Uncertainty Quantification and its Applications for Multimodal Semantic Segmentation
Neural networks are commonly used to solve scene understanding problems such as semantic segmentation or object detection. Although neural networks can achieve outstanding accuracy, prediction errors can still happen with a certain probability. Therefore, it is essential to quantify the uncertainty. Besides that, uncertainty quantification also has an important role during optimization of neural networks. Furthermore, it is highly desirable to represent uncertainty in any system where these models are used, in a trustworthy manner.
This thesis is about uncertainty quantification and its applications for multimodal semantic segmentation in the area of automated driving.

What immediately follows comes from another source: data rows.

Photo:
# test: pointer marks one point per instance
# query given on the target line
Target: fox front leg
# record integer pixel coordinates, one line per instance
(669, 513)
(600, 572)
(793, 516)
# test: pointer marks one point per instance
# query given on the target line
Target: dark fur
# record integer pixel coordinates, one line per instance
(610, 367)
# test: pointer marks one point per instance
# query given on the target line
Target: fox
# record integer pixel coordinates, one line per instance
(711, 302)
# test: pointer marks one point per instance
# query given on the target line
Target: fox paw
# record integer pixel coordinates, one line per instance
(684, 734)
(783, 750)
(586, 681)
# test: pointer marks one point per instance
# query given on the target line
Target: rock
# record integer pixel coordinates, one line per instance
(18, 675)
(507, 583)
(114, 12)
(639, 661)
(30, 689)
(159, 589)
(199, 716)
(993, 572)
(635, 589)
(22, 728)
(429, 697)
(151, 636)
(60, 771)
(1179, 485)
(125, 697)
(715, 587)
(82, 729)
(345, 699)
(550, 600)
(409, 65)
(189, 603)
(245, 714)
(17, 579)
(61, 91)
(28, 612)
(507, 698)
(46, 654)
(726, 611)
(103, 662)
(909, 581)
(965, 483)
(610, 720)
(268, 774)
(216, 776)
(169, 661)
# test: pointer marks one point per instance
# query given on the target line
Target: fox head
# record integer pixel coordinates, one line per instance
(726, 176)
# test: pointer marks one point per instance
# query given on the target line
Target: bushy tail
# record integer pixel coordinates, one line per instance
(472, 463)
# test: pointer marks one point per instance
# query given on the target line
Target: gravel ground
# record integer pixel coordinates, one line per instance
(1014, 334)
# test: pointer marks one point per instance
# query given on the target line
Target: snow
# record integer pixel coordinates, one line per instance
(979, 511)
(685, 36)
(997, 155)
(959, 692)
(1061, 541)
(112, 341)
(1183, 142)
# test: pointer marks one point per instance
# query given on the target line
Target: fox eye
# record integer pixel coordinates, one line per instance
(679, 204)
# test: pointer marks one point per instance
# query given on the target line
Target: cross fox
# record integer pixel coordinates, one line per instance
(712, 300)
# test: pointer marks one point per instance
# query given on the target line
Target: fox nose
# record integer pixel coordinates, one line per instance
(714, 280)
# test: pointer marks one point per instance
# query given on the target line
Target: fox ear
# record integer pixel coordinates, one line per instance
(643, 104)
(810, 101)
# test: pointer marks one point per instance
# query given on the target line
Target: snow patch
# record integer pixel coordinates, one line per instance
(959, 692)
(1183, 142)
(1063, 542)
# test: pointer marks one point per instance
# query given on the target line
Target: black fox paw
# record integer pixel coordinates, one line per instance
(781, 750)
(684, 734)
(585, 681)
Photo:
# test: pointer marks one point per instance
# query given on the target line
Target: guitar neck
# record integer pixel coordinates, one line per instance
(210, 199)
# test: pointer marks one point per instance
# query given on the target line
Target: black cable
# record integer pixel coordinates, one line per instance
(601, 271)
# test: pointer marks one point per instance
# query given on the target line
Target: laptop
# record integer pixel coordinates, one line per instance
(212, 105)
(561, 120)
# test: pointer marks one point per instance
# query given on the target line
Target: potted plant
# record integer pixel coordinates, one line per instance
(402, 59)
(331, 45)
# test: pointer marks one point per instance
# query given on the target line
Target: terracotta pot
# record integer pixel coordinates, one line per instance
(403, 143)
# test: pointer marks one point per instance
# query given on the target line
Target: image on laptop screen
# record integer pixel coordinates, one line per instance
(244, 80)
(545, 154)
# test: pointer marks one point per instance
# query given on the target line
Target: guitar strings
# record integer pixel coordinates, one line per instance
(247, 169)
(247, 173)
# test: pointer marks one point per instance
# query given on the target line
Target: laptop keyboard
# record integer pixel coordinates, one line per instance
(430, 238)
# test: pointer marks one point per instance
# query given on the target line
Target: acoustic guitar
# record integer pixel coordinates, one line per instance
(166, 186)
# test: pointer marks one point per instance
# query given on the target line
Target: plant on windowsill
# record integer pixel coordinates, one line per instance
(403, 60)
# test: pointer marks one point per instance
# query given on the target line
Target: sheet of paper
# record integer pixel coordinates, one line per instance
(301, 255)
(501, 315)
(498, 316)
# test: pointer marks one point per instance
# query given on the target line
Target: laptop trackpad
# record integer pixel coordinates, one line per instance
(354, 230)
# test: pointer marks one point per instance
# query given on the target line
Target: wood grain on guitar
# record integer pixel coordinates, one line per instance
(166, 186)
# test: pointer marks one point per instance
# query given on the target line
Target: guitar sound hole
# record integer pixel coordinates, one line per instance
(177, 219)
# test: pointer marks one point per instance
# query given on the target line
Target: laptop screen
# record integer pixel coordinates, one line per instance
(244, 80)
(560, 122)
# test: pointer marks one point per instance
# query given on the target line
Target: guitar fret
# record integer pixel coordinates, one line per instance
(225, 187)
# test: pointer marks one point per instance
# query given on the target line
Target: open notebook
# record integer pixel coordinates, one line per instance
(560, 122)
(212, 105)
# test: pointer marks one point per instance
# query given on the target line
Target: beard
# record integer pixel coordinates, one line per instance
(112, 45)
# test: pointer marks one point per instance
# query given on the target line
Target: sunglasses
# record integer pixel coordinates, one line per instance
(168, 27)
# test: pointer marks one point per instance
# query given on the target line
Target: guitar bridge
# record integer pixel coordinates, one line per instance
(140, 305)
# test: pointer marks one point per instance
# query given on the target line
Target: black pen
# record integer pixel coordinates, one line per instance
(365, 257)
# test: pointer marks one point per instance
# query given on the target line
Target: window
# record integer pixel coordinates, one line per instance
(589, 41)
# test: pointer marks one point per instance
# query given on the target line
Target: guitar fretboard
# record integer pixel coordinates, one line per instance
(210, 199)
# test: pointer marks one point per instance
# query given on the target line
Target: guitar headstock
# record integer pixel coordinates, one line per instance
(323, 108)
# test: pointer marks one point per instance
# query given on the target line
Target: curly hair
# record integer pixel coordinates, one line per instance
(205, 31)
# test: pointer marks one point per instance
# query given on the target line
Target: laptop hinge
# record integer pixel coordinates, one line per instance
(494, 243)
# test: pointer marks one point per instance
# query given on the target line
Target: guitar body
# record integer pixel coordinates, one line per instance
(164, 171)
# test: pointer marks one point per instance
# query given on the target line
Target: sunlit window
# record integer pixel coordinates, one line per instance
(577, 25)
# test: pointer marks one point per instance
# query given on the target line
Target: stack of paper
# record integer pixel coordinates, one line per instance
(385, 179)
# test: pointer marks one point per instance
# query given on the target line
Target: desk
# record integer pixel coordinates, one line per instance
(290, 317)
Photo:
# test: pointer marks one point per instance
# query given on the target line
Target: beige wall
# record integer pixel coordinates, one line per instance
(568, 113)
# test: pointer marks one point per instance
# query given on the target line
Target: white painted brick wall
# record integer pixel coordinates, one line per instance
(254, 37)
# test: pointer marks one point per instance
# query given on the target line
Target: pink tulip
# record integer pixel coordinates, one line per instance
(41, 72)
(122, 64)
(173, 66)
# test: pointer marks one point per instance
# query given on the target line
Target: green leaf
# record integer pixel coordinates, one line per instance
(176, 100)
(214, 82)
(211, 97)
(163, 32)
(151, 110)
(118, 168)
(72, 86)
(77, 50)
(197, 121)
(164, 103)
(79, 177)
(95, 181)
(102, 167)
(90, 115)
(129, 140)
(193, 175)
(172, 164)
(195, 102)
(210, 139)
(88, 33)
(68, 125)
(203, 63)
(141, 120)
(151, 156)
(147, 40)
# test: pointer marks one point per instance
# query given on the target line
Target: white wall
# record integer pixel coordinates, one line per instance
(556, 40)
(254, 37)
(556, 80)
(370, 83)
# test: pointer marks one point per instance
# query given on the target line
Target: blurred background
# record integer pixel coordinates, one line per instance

The first contribution is a new active learning method for semantic segmentation of images. In this method, only quadratic image regions instead of whole ones are queried, which follow two selection criteria: it is assumed that the image regions cannot be segmented correctly, and that the annotation costs are low. Therefore, uncertainty quantification is applied to identify images with a low predicted segmentation quality. For the second criterion, a practical cost estimation approach is introduced.
The second contribution is a new uncertainty quantification method for semantic segmentation of lidar point clouds. This method aims to detect false positive segments as well as to provide a segment-wise prediction quality estimation. This yields an uncertainty quantification per predicted point but also a quality estimation on predicted segment level.
The third part of this work describes a new procedure for automated generation of high definition maps, which can be seen as semantic segmentation of the road environment. In this procedure, object detection and tracking are applied to detect road users. The detected road users as well as the driving path of the recording vehicle are aggregated and the map features, for example lanes, are extracted from this aggregated data. By aggregating data from multiple recordings and taking uncertainty measures into account, highly reliable high definition maps are generated.